Господин де Панж не принял во внимание эту угрозу и однажды вечером похитил перстень с пальца князя фон Зальма, когда тот уснул после буйного пиршества.

Господин де Панж имел годовой доход в сорок тысяч экю и четыре великолепных поместья. Он был управляющим финансами герцога Лотарингского. И вот, начиная с этого дня, все у него приняло скверный оборот.

Отправленный послом в Испанию, чтобы получить у короля Филиппа II согласие на брак одной из его дочерей с герцогом Лотарингским, он потерпел неудачу в этих переговорах.

По возвращении домой он застал свою жену забеременевшей от иезуита.

Наконец, три его дочери, которые были замужем и до того счастливо жили в браке, оказались брошены своими мужьями.

Отец маршала, нашего героя, был важным деятелем Лиги. Герцог де Гиз не только по-товарищески относился к нему, но и в разговорах никогда не называл его иначе, как «сердечный друг». Он отличался большим умом, что не помешало ему подхватить болезнь вроде той, от которой умер Франциск I.

– Ах! – воскликнула его опечаленная жена. – Я ведь так молила Бога, чтобы он избавил вас от напастей!

– Ну что ж, – промолвил Бассомпьер-отец, – Бог внял вашим мольбам, моя милая ... Он избавил меня даже от самого главного.

Ну а сын был настолько красив и настолько приветлив, что про него говорили, будто при дворе он играет ту же роль, какую Радушный Прием играл в «Романе о Розе».

Бассомпьерами называли всех, кто был красив, учтив и отличался изяществом.

Одна очень красивая куртизанка требовала, чтобы ее называли Бассомпьершей.
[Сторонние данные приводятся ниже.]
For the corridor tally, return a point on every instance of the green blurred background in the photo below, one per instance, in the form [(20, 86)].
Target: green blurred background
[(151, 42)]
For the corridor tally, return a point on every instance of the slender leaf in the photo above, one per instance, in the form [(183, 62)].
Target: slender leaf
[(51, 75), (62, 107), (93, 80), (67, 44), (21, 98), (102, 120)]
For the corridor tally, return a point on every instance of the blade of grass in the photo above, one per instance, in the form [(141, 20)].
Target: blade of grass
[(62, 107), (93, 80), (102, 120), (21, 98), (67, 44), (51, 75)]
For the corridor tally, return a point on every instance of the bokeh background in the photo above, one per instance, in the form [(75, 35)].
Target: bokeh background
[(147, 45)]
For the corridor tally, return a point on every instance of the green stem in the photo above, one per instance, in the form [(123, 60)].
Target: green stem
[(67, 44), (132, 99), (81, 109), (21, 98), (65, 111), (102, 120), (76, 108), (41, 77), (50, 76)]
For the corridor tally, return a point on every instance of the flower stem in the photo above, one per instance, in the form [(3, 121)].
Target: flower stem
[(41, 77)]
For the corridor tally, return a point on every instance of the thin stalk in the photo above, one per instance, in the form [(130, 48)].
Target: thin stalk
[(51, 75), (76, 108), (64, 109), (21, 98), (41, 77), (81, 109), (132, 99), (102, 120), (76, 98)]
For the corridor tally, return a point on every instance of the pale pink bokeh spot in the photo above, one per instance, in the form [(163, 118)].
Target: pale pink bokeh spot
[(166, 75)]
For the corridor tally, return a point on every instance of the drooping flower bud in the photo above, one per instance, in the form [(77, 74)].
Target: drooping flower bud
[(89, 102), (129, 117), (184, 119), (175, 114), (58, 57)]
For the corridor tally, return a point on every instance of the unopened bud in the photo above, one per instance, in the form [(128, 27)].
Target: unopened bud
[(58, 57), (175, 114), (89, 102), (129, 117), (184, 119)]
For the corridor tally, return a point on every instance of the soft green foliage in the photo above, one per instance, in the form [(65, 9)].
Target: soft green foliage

Одного малого, носившего дорожные носилки в горах Савойи, прозвали Бассомпьером за то, что в течение трехдневного путешествия в Женеву он нашел время завоевать любовь двух самых красивых девиц из Женевы и каждой из них сделал по ребенку. Наконец, однажды, когда Бассомпьер, плывя на корабле по Луаре, с весьма галантными намерениями направлялся к каюте, где ночевала одна красавица-путешественница, он услышал, как капитан судна крикнул рулевому:

– Поверни руль, Бассомпьер!

Бассомпьер подумал, что его намерения раскрыты и что ему советуют повернуть руль в другую сторону, и, страшно сконфуженный, удалился в свою каюту.

Наутро он узнал, что капитан судна обращался так к парню, стоявшему у руля.
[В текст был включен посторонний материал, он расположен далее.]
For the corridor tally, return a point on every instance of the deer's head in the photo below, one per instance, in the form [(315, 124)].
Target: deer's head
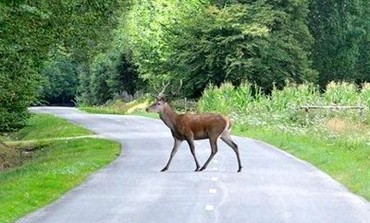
[(159, 105)]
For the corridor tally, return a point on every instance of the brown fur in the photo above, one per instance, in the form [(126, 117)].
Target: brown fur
[(190, 127)]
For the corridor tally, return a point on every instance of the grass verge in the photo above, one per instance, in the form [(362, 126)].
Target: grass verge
[(346, 161), (54, 166)]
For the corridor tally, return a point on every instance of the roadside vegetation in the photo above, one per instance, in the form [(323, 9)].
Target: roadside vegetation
[(337, 141), (39, 164)]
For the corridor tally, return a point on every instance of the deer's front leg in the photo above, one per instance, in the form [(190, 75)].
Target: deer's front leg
[(192, 150), (176, 145)]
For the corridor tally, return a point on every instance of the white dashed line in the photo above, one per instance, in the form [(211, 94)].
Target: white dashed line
[(212, 191), (209, 207)]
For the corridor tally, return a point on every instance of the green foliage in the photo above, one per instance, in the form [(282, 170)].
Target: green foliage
[(280, 109), (201, 43), (341, 32), (52, 167), (28, 32), (336, 141), (60, 81)]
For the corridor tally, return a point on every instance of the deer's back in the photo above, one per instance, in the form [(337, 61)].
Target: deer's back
[(201, 126)]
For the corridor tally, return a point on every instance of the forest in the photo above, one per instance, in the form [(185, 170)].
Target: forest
[(79, 52)]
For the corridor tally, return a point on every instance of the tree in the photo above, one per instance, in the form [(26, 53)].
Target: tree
[(29, 30), (337, 37), (261, 42)]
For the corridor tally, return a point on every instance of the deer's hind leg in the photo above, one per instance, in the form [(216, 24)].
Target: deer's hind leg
[(214, 149), (225, 136), (176, 145)]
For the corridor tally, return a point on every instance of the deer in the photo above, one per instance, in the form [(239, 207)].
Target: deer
[(189, 127)]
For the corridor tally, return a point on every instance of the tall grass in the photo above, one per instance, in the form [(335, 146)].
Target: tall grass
[(337, 141), (281, 109)]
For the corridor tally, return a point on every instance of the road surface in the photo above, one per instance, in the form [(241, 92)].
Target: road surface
[(273, 187)]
Его прозвали Бассомпьером, потому что он был самым красивым лодочником на всей реке.

И эта слава обходительного кавалера, которой пользовался маршал, вовсе не была незаслуженной: она была настолько подлинной, что распространялась даже на его слуг.

Как-то раз один из его лакеев увидел, что графиня де Ла Сюз проходит по двору Лувра и никто не поддерживает шлейф ее платья; он тотчас бросился к ней, подхватил шлейф и понес его, заявив при этом:

– Никто не скажет, что лакей господина де Бассомпьера увидел даму, попавшую в затруднительное положение, и не выручил ее.
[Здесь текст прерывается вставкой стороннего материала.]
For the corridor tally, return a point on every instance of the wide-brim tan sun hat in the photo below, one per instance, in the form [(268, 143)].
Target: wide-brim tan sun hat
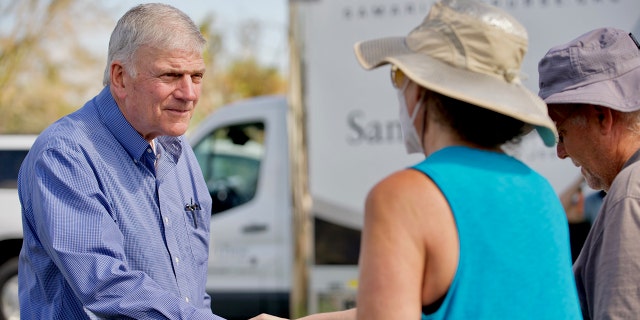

На следующий день графиня рассказала эту забавную историю маршалу, и он тотчас возвел своего лакея в ранг камердинера.

Помимо прочего, он был чрезвычайно щедр. Однажды вечером он играл в Лувре с Генрихом IV, который, в отличие от него, был скрягой и шулером.

Внезапно король сделал вид, будто он лишь в эту минуту заметил, что среди пистолей, лежавших на кону, есть полупистоли.

– Э-ге-ге! – воскликнул он, обращаясь к Бассомпьеру. – А это что такое?

– Черт побери! – промолвил Бассомпьер. – Это полупистоли.

– А кто их поставил на кон?

– Вы, государь.

–Я?

– Да, вы.

– Нет, это сделал ты, Бассомпьер.

– Это сделал я?

– Да, клянусь тебе.

– Хорошо, – сказал Бассомпьер.

И, заменив полупистоли пистолями, он взял все эти полупистоли и бросил их в окно пажам и лакеям, игравшим во дворе, а затем спокойно вернулся и сел на свое место.

Пока он все это проделывал, совершая поступок, подобающий знатному вельможе, Генрих IV и Мария Медичи не спускали с него глаз.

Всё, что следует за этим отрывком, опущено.